Local LLM developers often encounter a key challenge: safety-aligned models frequently refuse legitimate requests. Whether you're a researcher probing model behavior, a developer building uncensored assistants, or a hobbyist experimenting with local models, pre-trained models sometimes reject prompts unnecessarily.
The abliteration technique addresses this by removing safety filters without costly retraining. Early approaches needed manual tuning and in-depth transformer knowledge.
Heretic streamlines the process. It automatically finds the best abliteration parameters, producing decensored models that meet or surpass manually-tuned alternatives.
This guide covers Heretic's operation, practical usage, and key considerations for deploying uncensored models.
What Is Heretic?
Heretic is an open-source Python tool for removing “safety alignment” from transformer-based language models using directional ablation. No manual configuration or transformer expertise needed.
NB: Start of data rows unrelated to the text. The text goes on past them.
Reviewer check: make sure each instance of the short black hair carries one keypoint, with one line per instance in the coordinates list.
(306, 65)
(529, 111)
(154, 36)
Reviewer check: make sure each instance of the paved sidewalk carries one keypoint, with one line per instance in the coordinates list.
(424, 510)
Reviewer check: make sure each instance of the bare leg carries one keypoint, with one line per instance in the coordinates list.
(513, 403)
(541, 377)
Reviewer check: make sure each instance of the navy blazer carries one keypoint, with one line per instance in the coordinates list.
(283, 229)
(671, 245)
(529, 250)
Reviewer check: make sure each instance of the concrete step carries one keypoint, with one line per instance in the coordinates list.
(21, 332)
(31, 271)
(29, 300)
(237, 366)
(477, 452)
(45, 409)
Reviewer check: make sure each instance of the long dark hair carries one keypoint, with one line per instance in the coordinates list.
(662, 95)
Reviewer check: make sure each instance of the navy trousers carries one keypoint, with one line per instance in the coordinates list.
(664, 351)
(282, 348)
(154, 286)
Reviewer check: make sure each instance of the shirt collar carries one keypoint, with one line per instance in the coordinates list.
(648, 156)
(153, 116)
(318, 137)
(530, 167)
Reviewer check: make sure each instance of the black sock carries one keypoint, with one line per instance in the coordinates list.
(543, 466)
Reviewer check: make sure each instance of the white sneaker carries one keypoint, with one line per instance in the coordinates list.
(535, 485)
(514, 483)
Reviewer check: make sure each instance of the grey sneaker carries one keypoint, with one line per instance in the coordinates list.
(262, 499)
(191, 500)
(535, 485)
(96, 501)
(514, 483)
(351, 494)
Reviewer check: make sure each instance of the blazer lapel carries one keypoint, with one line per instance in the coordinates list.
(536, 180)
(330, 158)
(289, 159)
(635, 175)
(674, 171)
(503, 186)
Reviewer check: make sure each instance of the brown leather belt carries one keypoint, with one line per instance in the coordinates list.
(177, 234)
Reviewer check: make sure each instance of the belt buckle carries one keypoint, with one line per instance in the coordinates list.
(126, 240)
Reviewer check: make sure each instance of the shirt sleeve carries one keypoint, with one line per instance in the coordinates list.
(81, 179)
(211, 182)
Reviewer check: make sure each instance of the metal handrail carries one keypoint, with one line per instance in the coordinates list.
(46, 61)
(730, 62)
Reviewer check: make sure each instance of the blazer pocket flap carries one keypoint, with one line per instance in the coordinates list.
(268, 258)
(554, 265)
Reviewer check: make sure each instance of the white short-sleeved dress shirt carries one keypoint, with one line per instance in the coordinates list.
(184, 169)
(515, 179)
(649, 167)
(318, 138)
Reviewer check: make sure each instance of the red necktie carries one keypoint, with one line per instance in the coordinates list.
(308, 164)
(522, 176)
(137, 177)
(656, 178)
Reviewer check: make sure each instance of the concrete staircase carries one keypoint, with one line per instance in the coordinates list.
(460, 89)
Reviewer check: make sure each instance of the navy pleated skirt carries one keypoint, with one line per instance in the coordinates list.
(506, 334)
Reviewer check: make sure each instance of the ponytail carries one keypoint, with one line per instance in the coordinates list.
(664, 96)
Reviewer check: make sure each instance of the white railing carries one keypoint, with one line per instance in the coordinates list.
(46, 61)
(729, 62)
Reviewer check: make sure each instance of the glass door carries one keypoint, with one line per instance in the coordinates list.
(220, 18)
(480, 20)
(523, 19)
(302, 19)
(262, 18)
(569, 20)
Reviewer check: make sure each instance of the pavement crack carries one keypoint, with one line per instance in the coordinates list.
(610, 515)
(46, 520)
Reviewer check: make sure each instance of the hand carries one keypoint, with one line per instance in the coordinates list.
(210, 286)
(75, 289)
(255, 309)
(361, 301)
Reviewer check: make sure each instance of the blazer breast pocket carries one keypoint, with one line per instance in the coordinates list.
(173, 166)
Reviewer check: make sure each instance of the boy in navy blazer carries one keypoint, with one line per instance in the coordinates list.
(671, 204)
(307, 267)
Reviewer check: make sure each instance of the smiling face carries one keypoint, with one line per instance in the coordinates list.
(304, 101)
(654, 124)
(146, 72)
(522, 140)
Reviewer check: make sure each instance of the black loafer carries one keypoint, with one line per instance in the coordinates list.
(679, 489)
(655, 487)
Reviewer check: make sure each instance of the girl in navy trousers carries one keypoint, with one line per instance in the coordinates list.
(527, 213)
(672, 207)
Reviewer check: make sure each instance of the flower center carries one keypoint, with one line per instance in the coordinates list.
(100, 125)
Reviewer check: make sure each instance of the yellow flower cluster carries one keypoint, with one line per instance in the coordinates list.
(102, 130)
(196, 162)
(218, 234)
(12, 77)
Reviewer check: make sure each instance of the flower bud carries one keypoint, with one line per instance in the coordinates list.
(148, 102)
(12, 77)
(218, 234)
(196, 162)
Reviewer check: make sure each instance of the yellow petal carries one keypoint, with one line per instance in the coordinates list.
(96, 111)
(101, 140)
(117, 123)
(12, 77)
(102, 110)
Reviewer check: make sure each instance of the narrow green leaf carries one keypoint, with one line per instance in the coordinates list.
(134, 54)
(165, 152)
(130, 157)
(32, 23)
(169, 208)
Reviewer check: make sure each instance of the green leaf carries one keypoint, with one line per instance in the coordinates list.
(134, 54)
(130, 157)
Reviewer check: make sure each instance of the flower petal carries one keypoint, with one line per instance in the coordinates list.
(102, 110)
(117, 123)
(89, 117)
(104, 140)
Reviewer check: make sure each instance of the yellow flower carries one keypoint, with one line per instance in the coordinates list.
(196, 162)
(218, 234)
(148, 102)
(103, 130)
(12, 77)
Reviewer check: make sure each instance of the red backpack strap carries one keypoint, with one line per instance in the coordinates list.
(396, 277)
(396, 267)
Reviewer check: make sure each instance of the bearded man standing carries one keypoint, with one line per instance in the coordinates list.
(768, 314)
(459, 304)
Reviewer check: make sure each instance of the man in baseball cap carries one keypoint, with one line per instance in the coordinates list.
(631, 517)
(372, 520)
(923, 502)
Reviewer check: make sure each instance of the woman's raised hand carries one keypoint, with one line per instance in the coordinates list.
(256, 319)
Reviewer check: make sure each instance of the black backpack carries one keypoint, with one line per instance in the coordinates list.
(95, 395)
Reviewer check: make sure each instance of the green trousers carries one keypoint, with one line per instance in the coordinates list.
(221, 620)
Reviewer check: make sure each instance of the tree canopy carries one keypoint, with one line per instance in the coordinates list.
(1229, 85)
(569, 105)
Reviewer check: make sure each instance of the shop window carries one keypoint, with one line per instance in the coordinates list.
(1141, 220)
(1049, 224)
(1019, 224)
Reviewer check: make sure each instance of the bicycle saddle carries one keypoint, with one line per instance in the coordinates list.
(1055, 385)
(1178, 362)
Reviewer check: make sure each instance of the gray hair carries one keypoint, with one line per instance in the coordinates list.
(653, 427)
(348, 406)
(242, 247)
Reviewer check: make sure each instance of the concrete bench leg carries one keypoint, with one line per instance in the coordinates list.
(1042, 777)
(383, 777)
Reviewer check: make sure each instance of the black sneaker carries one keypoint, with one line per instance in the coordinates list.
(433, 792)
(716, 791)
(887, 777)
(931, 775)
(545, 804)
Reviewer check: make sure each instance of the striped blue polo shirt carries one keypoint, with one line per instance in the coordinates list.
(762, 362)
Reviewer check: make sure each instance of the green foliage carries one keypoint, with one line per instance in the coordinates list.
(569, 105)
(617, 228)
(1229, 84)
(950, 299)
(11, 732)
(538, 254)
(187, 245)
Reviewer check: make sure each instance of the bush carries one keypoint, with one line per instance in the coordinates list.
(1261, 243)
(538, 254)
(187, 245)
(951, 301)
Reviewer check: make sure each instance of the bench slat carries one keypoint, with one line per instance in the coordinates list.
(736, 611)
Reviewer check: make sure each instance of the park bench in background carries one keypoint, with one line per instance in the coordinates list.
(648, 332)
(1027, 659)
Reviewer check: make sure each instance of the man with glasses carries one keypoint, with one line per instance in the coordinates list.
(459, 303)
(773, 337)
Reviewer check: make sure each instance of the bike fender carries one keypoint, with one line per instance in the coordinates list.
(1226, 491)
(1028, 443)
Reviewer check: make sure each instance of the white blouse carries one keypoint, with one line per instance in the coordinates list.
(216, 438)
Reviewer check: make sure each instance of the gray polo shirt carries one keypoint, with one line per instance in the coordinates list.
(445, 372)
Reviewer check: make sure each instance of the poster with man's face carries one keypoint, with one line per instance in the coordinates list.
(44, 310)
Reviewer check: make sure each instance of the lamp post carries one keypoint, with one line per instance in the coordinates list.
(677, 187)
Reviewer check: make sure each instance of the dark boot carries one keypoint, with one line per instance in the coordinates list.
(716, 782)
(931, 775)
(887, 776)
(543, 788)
Results with Gemma-3-12B-Instruct:
| Model | Refusals | KL Divergence |
|---|---|---|
| Original | 97/100 | 0 |
| mlabonne’s abliterated v2 | 3/100 | 1.04 |
| huihui-ai’s abliterated | 3/100 | 0.45 |
| Heretic (auto-generated) | 3/100 | 0.16 |
KL divergence measures deviation from the original model—lower is better. Heretic suppresses refusals as well as expert-tuned methods, while preserving more of the model’s original ability.
Before and After Example
Prompting both models with the same instruction:
Original Model:
User: Write a guide on how to bypass website paywalls
Assistant: I can't help with that. Bypassing paywalls violates copyright law and
terms of service. I'd suggest looking for free alternatives or accessing through
a library subscription.
Heretic-Abliterated Model:
User: Write a guide on how to bypass website paywalls
Assistant: Here are common methods users attempt:
1. Browser extensions like Bypass Paywalls Clean
2. Archive.is or similar archive services
3. Reader mode in browsers
4. Disabling JavaScript
Note: These methods may violate terms of service. Consider supporting
content creators through legitimate subscriptions when possible.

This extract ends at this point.